Pierpaolo Romani era stato uno dei soggetti a firmare, il 2 ottobre dello scorso anno, il protocollo denominato Nuovi cantieri dell’educazione civica, assieme ai vertici delle tre forze di polizia, dei vigili del fuoco, dell’ex Provveditorato agli studi, dell’Ordine dei giornalisti del Veneto e dell’associazione Avviso pubblico di cui Romani è coordinatore nazionale.

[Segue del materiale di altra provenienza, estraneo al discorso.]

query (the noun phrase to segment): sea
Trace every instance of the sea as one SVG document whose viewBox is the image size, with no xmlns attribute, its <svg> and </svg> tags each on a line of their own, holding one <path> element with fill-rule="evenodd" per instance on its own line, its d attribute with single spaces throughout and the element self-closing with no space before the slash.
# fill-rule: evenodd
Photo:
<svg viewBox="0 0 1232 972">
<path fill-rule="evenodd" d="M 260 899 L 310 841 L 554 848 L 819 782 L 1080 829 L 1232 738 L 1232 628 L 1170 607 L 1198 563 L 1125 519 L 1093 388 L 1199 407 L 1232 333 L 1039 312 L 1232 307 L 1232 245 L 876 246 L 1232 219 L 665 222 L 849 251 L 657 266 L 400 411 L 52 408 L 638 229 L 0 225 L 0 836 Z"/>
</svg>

Nato il 26 giugno 1970 a Trecenta, in provincia di Rovigo, ma residente da anni nella provincia scaligera, laureato in Scienze politiche, Romani è dall’8 marzo 2005 giornalista pubblicista. Anche lui, dal 21 febbraio, è stato costretto ai domiciliari insieme alla moglie ed ai figli, due gemelli che il prossimo anno inizieranno le superiori.

Ecco, le superiori. Il protocollo era stato immaginato come momento di raccordo tra studenti degli ultimi anni della scuola secondaria di secondo grado, organi di polizia, giornalisti, Avviso pubblico e Prefettura per affrontare il tema dell’educazione civica attraverso la lente della comunicazione istituzionale. Dei dieci incontri previsti a Palazzo Scaligero, il Coronavirus ha reso possibile solo i primi tre.

– È possibile tirare qualche somma sull’efficacia del protocollo?

«Direi che il protocollo è stato molto importante perché ha messo insieme diverse istituzioni, il mondo della scuola e quello dell’associazionismo con l’impegno di promuovere la cultura della cittadinanza responsabile. Grazie ai primi incontri svolti in Prefettura a Verona, gli studenti hanno potuto conoscere più da vicino il funzionamento di questo ufficio territoriale del Governo, nonché quello di alcune forze di polizia. I ragazzi, inoltre, hanno manifestato curiosità e attenzione sui temi delle mafie, della corruzione e su quello che si può fare per prevenirli e contrastarli. Il Covid-19 ha imposto la sospensione degli incontri, ma non certamente l’interesse per riprenderli una volta superata l’emergenza».